# Quels écouteurs pour mon iPod?



## netgui (22 Octobre 2004)

Salut,

Je vis à Paris et écouter la zik de son iPod dans de bonnes conditions dans le métro c'est parfois difficile... les adeptes de la ligne de métro n°10 sont des victimes du boucant des rails parfois on entend même plus sa musique a fond.
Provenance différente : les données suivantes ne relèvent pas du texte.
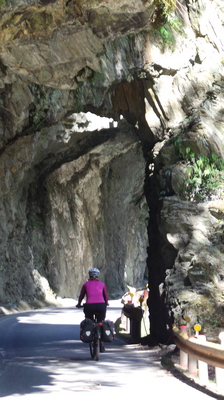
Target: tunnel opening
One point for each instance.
(88, 209)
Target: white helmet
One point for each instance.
(94, 273)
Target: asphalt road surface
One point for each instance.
(41, 355)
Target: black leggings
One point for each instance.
(97, 309)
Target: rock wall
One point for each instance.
(72, 197)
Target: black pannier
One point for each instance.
(86, 330)
(107, 331)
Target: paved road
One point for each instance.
(42, 355)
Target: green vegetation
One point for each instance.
(166, 24)
(204, 174)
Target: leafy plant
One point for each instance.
(166, 24)
(204, 173)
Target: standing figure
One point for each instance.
(96, 296)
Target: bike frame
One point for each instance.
(94, 346)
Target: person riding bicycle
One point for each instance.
(96, 298)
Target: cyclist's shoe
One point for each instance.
(102, 348)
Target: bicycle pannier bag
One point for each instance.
(108, 331)
(86, 330)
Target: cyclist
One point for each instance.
(96, 298)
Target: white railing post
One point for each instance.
(192, 366)
(202, 366)
(183, 355)
(219, 372)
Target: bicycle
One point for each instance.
(95, 344)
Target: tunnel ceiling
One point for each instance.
(118, 196)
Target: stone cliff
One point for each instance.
(137, 192)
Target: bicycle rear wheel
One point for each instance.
(97, 349)
(92, 349)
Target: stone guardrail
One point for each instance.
(196, 354)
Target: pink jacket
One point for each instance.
(95, 292)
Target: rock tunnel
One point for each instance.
(97, 109)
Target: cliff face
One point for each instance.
(140, 197)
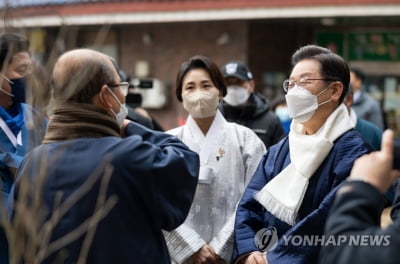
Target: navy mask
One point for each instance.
(18, 90)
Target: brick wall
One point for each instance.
(171, 44)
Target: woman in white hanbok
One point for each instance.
(229, 155)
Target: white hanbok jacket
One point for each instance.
(229, 155)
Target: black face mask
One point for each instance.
(18, 90)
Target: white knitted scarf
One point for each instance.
(284, 194)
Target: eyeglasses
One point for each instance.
(288, 84)
(123, 86)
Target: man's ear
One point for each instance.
(337, 90)
(104, 97)
(251, 86)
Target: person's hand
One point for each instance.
(376, 168)
(206, 255)
(255, 257)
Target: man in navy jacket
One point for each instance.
(107, 186)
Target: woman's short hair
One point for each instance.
(200, 62)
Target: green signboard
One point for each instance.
(363, 46)
(374, 46)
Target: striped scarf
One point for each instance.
(71, 120)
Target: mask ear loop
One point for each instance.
(327, 101)
(9, 81)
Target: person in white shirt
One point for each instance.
(229, 155)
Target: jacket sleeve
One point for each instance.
(354, 222)
(290, 250)
(183, 242)
(249, 214)
(172, 178)
(253, 150)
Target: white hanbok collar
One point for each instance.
(205, 144)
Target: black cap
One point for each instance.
(237, 69)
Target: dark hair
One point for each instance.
(332, 65)
(200, 62)
(11, 44)
(358, 73)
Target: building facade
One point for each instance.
(151, 38)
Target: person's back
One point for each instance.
(104, 182)
(135, 208)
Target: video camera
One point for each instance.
(134, 99)
(396, 154)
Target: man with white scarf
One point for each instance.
(293, 188)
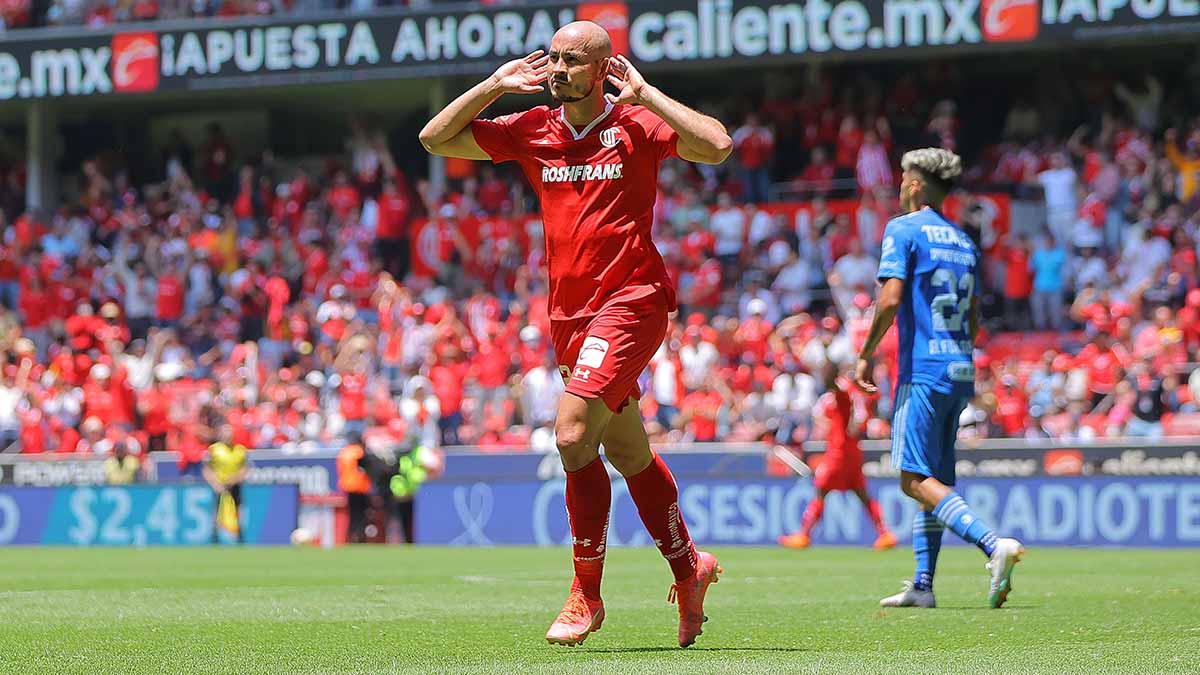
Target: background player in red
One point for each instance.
(594, 163)
(841, 469)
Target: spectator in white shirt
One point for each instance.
(755, 296)
(755, 145)
(665, 384)
(1059, 185)
(699, 358)
(1090, 270)
(793, 284)
(853, 273)
(873, 168)
(729, 223)
(540, 390)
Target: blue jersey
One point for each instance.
(939, 264)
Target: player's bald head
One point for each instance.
(586, 37)
(579, 61)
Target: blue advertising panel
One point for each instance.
(1093, 511)
(115, 515)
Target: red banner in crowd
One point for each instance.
(435, 240)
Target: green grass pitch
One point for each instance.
(387, 609)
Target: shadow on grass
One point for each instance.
(647, 650)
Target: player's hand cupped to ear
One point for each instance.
(523, 76)
(627, 79)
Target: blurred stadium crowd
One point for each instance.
(287, 303)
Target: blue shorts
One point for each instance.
(924, 426)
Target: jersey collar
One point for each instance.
(562, 114)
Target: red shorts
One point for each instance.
(603, 356)
(840, 473)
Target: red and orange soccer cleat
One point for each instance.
(886, 541)
(795, 541)
(577, 619)
(689, 595)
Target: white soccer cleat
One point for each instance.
(1008, 553)
(911, 597)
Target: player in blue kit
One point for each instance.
(929, 270)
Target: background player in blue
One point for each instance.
(928, 270)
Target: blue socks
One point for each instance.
(927, 542)
(958, 518)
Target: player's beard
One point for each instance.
(573, 99)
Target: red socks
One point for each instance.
(876, 517)
(658, 502)
(811, 515)
(588, 499)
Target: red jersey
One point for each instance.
(354, 395)
(171, 297)
(597, 191)
(841, 446)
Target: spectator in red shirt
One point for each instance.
(817, 177)
(1018, 284)
(35, 309)
(754, 144)
(449, 376)
(850, 139)
(169, 306)
(353, 390)
(701, 410)
(343, 196)
(1105, 360)
(393, 237)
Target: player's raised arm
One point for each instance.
(701, 138)
(886, 306)
(449, 132)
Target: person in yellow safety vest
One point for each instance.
(121, 467)
(413, 469)
(353, 479)
(226, 471)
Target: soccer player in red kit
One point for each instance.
(841, 469)
(594, 163)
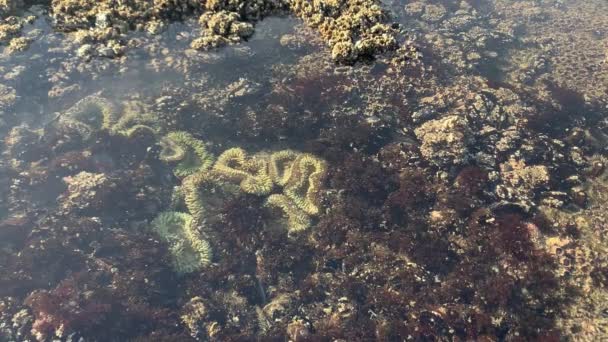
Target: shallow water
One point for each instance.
(263, 191)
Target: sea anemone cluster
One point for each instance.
(152, 190)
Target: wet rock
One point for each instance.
(445, 141)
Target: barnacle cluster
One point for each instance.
(188, 249)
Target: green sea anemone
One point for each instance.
(289, 214)
(280, 166)
(304, 185)
(189, 153)
(89, 115)
(250, 172)
(188, 249)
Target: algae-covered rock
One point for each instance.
(445, 141)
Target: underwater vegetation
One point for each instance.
(189, 251)
(356, 171)
(189, 153)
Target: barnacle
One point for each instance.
(189, 152)
(305, 182)
(295, 219)
(188, 249)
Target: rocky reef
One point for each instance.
(303, 170)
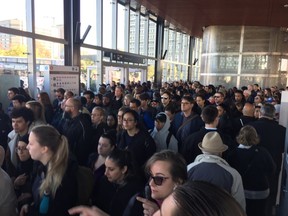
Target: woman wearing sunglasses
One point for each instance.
(119, 184)
(200, 198)
(166, 170)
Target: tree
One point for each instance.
(15, 50)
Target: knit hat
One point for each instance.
(212, 143)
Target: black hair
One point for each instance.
(136, 101)
(20, 98)
(24, 112)
(209, 114)
(24, 138)
(134, 114)
(14, 90)
(161, 117)
(90, 93)
(123, 158)
(111, 136)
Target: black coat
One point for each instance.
(272, 137)
(79, 134)
(255, 166)
(113, 198)
(141, 145)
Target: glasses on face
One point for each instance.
(18, 149)
(185, 103)
(128, 120)
(158, 180)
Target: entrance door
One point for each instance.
(93, 80)
(137, 75)
(115, 74)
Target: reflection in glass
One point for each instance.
(152, 38)
(13, 15)
(49, 18)
(88, 18)
(121, 27)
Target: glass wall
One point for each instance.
(13, 15)
(246, 54)
(88, 16)
(117, 27)
(49, 18)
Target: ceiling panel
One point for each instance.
(192, 15)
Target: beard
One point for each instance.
(67, 115)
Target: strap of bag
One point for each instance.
(168, 139)
(186, 122)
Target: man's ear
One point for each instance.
(44, 149)
(124, 170)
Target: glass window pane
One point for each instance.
(121, 27)
(49, 18)
(49, 53)
(152, 38)
(142, 42)
(132, 31)
(13, 16)
(107, 24)
(88, 5)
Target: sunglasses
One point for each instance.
(158, 180)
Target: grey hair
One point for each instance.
(267, 110)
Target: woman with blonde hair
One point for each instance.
(44, 99)
(256, 167)
(54, 185)
(38, 111)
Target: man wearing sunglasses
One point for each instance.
(211, 167)
(166, 170)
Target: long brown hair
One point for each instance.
(48, 136)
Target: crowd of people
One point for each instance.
(180, 149)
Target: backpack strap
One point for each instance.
(168, 138)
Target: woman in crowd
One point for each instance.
(139, 142)
(22, 182)
(98, 100)
(165, 99)
(163, 138)
(199, 198)
(38, 111)
(255, 166)
(44, 99)
(127, 99)
(166, 170)
(98, 118)
(201, 102)
(258, 100)
(225, 123)
(118, 185)
(257, 112)
(54, 185)
(96, 160)
(190, 199)
(111, 121)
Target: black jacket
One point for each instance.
(141, 145)
(113, 198)
(79, 134)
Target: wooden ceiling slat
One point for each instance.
(192, 15)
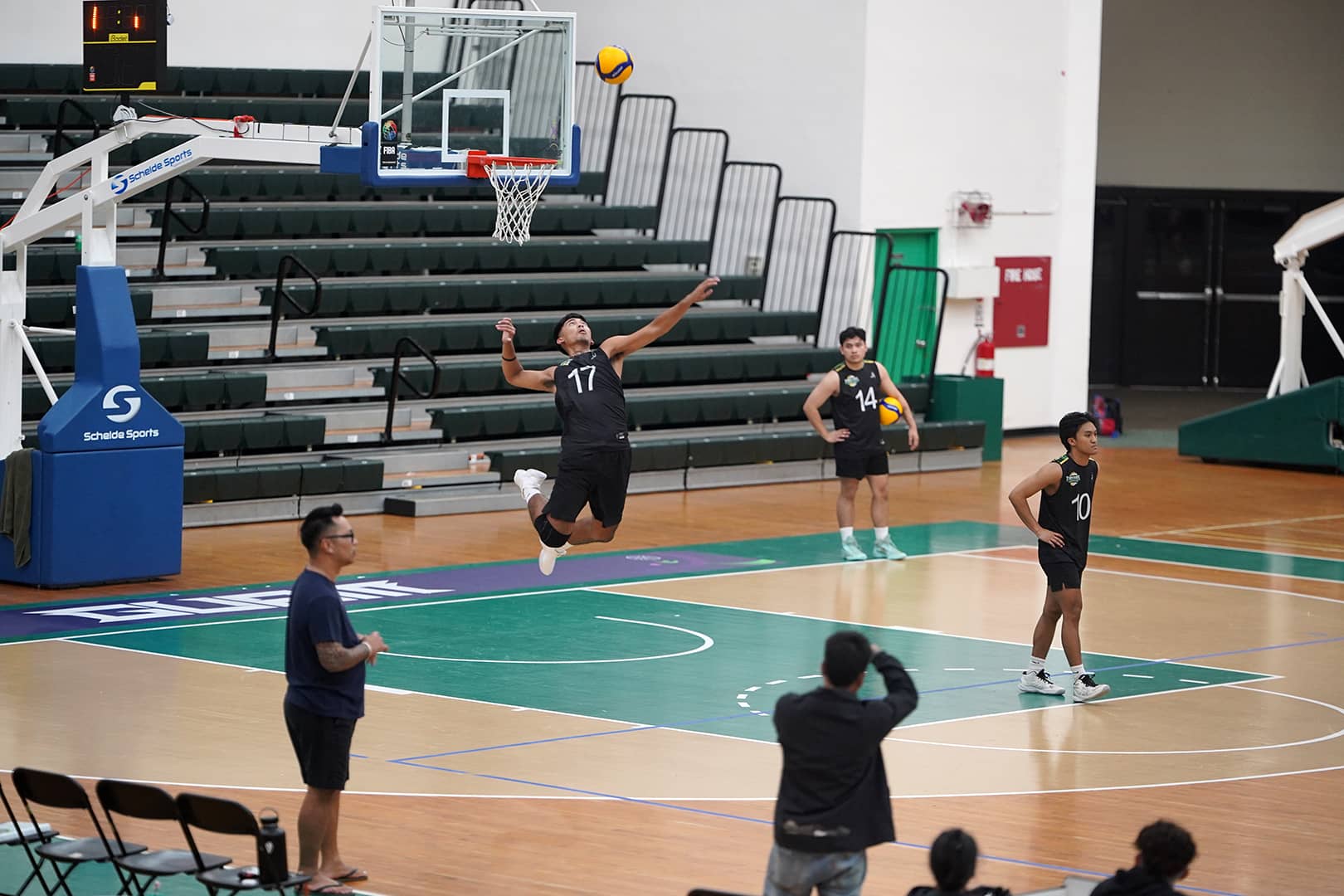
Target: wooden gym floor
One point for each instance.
(605, 731)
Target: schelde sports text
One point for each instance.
(119, 436)
(158, 165)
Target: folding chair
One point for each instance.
(15, 833)
(226, 817)
(151, 804)
(58, 791)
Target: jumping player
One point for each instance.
(1060, 527)
(594, 468)
(854, 388)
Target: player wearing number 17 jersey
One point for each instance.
(594, 468)
(1060, 527)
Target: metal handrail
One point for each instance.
(394, 387)
(61, 124)
(169, 215)
(283, 296)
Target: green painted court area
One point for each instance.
(656, 661)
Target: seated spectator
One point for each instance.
(953, 863)
(1166, 850)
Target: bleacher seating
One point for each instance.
(723, 388)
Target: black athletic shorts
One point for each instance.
(321, 744)
(596, 479)
(860, 465)
(1060, 575)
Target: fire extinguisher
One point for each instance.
(986, 356)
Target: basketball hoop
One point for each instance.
(518, 184)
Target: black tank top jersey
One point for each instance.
(592, 403)
(1069, 512)
(855, 409)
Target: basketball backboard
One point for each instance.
(448, 80)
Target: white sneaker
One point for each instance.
(528, 481)
(548, 555)
(884, 548)
(1086, 688)
(1038, 683)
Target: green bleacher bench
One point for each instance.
(309, 221)
(533, 416)
(254, 434)
(661, 451)
(158, 348)
(446, 254)
(58, 308)
(524, 292)
(318, 476)
(446, 336)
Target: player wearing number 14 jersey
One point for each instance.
(854, 390)
(594, 466)
(1060, 527)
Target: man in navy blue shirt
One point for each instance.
(324, 665)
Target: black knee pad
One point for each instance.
(552, 536)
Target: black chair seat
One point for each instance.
(246, 879)
(160, 863)
(26, 832)
(82, 850)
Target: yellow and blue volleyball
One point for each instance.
(615, 65)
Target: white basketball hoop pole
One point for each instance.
(1313, 229)
(95, 208)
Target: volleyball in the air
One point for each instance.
(615, 65)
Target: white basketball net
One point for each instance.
(518, 187)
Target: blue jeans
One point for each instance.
(795, 874)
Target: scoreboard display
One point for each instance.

Je cherche de bons écouteurs intra-auriculaire avec réduction des bruits ambiants... Pourriez-vous me conseiller un bon modèle? (il y a ceux d'Apple mais ils sont assez cher et peut-être y en a t'il de meilleurs après tout)

Merci


----------



## Pitch/fork/work (22 Octobre 2004)

netgui a dit:
			
		

> Salut,
> 
> Je vis à Paris et écouter la zik de son iPod dans de bonnes conditions dans le métro c'est parfois difficile... les adeptes de la ligne de métro n°10 sont des victimes du boucant des rails parfois on entend même plus sa musique a fond.
> 
> ...



dans ipodgeneration tapes "koss plug" tu auras différents threads sur les casques dont les intra-auriculaires


----------



## Statoon (22 Octobre 2004)

Les sony MZR71 sont trés trés bien, tu as en plus différentes tailles pour les écouteurs et le top c'est qu'en cherchant bien, tu peux les trouver en blanc


----------



## naas (22 Octobre 2004)

pero j'ai pris les Koss par défaut car a l'aec il n'y avait que ceux la et..... j'en suis très content 
maintenant apple a roujté une reférence a son catalogue et ceux la m'ont l'air terribles :love:


----------



## iManu (23 Octobre 2004)

J'ai acheté les écouteurs Apple.
Depuis, je suis en procès avec mes parents: ils m'ont fait pas conforme     
J'ai testé les 3 embouts, ben ça le fait pas...
En gros, si je veux bien entendre les basses, faut que je presse les écouteurs dans mes oreilles... Pas toujours facile...
Ceci dit, le son - dans ces conditions - est superbe...


----------



## naas (23 Octobre 2004)

J'ai mis 3 semaines avant de trouver la bonne isolation phonique donc patience


----------